India's Mars Orbiter captures stunning photo of solar system’s largest canyon
The photo, taken at an altitude of 1,857km (1,154 miles) on July 19, shows the many layers of Ophir Chasma – a system of steep valleys and scalloped terrain measuring 62km (38.5 miles) wide and 317km (197 miles) long.
The image was sent back to Earth on August 15, India's Independence Day.
Ophir Chasma is part of Valles Marineris, the largest canyon in the solar system. It is shown to be bordered by high-walled cliffs revealing rough terrain alongside smoother areas.
Commenting on the photo snapped by the Mars Orbiter, India's Department of Space noted that “the walls of [Ophir Chasma] contain many layers and the floors contain large deposits of layered materials.”

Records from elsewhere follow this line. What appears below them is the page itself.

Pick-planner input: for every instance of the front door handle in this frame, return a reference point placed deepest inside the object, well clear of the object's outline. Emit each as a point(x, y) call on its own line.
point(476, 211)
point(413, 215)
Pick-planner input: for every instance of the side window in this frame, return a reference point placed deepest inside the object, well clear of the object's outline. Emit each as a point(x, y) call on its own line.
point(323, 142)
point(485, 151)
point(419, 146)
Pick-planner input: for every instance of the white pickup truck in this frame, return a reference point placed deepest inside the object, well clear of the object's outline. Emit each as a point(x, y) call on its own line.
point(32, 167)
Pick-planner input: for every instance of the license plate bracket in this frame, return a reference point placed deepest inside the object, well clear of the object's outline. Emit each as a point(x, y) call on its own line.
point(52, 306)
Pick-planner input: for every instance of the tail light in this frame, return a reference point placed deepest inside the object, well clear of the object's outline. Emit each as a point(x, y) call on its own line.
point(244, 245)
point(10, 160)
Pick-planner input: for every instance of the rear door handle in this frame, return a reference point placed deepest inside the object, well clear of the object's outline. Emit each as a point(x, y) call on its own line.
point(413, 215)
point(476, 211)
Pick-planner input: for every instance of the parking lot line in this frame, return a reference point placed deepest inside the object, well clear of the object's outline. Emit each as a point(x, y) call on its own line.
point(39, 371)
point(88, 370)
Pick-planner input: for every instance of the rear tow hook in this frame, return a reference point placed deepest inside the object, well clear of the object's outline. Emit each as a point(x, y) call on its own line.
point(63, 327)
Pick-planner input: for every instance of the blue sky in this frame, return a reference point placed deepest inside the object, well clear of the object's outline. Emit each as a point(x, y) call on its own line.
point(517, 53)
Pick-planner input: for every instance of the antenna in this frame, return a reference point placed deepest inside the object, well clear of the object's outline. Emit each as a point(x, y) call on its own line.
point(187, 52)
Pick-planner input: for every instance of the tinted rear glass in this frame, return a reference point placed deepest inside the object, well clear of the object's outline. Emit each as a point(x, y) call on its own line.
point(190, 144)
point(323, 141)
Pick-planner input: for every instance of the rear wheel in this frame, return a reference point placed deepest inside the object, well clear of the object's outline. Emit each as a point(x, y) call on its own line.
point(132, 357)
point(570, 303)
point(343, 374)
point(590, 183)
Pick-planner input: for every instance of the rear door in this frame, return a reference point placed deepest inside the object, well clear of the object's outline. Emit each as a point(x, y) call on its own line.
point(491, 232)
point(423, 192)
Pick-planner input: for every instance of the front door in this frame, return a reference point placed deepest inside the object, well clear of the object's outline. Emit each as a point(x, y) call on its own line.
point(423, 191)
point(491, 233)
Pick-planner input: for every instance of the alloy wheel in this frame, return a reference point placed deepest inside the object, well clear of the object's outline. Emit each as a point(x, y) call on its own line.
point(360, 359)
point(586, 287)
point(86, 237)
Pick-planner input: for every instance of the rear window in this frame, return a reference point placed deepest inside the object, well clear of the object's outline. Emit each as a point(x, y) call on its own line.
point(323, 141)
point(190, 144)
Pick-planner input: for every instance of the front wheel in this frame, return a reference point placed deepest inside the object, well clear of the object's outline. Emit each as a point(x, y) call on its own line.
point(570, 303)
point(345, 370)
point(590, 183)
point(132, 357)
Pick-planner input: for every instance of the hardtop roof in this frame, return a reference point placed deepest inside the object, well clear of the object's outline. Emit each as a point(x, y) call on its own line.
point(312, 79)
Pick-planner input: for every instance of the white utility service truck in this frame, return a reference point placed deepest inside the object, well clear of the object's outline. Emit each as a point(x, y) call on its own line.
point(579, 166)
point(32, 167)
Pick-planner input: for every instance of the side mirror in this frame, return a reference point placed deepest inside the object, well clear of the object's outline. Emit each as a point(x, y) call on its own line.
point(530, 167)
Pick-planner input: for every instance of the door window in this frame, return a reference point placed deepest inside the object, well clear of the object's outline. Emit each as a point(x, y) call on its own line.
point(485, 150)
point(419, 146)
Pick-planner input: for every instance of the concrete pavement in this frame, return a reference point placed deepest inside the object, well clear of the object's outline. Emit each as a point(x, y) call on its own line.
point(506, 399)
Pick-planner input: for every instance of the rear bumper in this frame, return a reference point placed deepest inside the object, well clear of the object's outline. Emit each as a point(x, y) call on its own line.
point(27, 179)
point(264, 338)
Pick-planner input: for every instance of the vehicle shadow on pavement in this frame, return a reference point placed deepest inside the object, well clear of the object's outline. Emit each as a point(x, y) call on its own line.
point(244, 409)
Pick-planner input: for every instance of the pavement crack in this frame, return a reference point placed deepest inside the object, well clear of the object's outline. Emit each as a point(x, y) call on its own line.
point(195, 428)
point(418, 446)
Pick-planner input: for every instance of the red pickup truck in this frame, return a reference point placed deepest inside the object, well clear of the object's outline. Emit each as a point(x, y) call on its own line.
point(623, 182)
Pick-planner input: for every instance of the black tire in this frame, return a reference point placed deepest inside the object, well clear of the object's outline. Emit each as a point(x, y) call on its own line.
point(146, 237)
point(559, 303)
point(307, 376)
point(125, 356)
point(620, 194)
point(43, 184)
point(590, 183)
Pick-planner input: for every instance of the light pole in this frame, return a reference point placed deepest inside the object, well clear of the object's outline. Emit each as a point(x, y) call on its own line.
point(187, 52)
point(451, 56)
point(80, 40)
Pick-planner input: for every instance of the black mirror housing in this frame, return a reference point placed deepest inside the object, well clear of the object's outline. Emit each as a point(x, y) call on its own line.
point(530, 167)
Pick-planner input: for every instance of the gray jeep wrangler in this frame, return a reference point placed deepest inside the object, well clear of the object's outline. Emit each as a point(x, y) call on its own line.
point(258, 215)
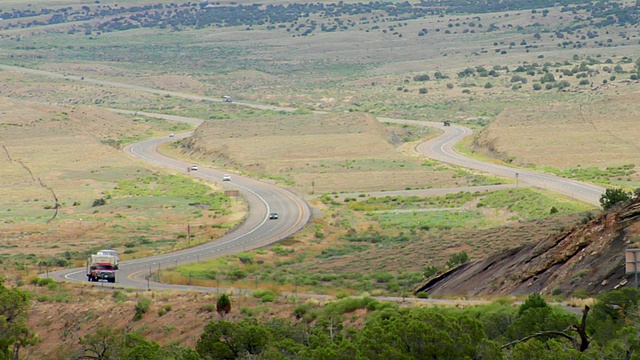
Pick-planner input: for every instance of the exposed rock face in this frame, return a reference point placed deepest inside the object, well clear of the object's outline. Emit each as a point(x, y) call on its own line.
point(589, 257)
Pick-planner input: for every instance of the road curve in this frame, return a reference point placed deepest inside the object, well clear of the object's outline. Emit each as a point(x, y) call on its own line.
point(441, 149)
point(255, 232)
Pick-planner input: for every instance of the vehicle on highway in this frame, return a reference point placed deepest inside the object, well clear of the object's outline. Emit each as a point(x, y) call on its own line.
point(101, 267)
point(113, 253)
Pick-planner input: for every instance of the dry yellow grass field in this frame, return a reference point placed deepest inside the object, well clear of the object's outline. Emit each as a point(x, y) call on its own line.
point(595, 132)
point(318, 153)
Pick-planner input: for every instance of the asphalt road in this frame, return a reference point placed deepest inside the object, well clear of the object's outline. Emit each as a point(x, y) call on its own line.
point(262, 197)
point(256, 231)
point(441, 149)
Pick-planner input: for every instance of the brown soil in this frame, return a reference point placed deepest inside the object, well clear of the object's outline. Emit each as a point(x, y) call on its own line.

While the photo shows a distant view of Ophir Chama, scientists at the Indian Space Research Organisation have used the image to reconstruct what it might look like close-up.

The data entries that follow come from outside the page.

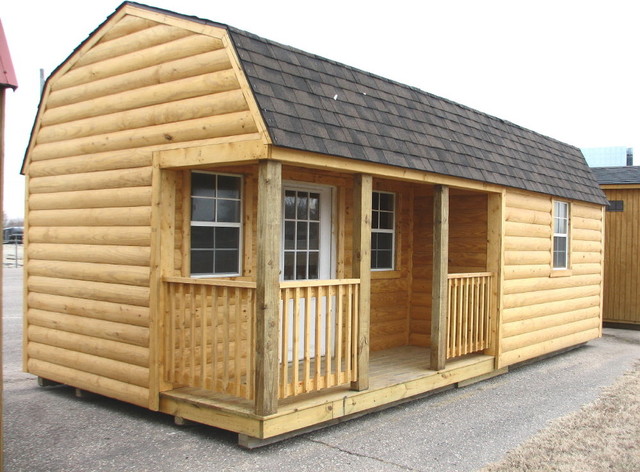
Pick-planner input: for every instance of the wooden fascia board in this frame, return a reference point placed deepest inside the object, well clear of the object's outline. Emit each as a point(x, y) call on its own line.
point(620, 186)
point(241, 152)
point(342, 164)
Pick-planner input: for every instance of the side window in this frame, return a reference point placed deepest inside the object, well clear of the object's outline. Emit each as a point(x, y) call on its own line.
point(216, 207)
point(383, 231)
point(560, 235)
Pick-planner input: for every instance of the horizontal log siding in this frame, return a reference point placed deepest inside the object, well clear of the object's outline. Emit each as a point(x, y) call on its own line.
point(622, 253)
point(543, 312)
point(467, 252)
point(141, 88)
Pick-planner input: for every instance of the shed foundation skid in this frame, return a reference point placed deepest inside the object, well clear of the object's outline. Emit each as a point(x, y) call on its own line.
point(396, 375)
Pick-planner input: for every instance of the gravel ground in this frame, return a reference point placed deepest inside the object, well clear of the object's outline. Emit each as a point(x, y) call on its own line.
point(458, 430)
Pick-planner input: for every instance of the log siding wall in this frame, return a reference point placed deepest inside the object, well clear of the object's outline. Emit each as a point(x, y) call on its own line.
point(545, 311)
point(140, 88)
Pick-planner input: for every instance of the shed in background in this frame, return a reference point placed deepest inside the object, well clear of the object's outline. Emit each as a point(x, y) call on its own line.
point(621, 185)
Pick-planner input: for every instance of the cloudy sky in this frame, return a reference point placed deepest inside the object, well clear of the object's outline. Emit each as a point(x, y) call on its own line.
point(567, 69)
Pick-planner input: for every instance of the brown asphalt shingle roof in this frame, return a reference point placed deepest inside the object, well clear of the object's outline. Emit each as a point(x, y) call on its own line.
point(617, 175)
point(314, 104)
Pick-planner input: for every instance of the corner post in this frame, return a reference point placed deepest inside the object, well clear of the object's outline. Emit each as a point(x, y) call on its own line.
point(269, 223)
point(440, 284)
point(362, 191)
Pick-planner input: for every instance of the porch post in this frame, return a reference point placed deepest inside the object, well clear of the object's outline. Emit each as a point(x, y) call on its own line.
point(362, 188)
point(439, 305)
point(269, 228)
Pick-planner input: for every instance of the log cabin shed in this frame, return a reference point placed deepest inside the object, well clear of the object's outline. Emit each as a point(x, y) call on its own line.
point(621, 301)
point(242, 234)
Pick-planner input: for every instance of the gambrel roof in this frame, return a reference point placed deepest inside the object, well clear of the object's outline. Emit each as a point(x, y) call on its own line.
point(313, 104)
point(620, 175)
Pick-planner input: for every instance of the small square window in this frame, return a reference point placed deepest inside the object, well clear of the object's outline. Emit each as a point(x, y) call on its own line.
point(615, 205)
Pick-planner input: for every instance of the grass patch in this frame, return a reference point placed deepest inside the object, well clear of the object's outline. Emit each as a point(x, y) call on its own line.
point(603, 435)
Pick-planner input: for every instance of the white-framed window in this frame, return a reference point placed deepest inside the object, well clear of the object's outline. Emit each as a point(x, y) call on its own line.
point(383, 231)
point(560, 235)
point(216, 228)
point(307, 245)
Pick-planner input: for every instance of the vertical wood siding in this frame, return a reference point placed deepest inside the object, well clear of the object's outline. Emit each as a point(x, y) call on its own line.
point(542, 312)
point(142, 87)
point(622, 256)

The picture is a huge accomplishment for the Mars Orbiter, which cost just $74 million to launch in November 2013 – making it the cheapest mission ever to be sent to Mars.
This is significantly less than the $671 million that NASA paid for its Maven Mars orbiter mission. In addition, Hollywood actually spends more on its space movies than India spends on the real thing – the sci-fi blockbuster 'Gravity' cost $100 million to make.
The project is proof that small budgets don't necessarily impede success. Using its shoestring budget, India became the first country to reach Mars' orbit in its first attempt. This is substantial, considering more than half of all attempts to reach the Red Planet fail.
The Mars Orbiter Mission – also known as Mangalyaan, which means ‘Mars-craft’ in Sanskrit – reached its orbit in September 2014.
It’s been monitoring the planet by studying its atmosphere and particle environment. It’s also been surveying the Red Planet's surface, sending back photos taken with its Thermal Infrared Spectrometer and tricolor Mars Colour Camera.
The main goal of the mission was to show India's ability to develop and implement space technology; anything else – including the Ophir Chama photo – is considered a bonus.
Though the Mars Orbiter's six-month mission has ended, it will continue to send data as long as it remains functional.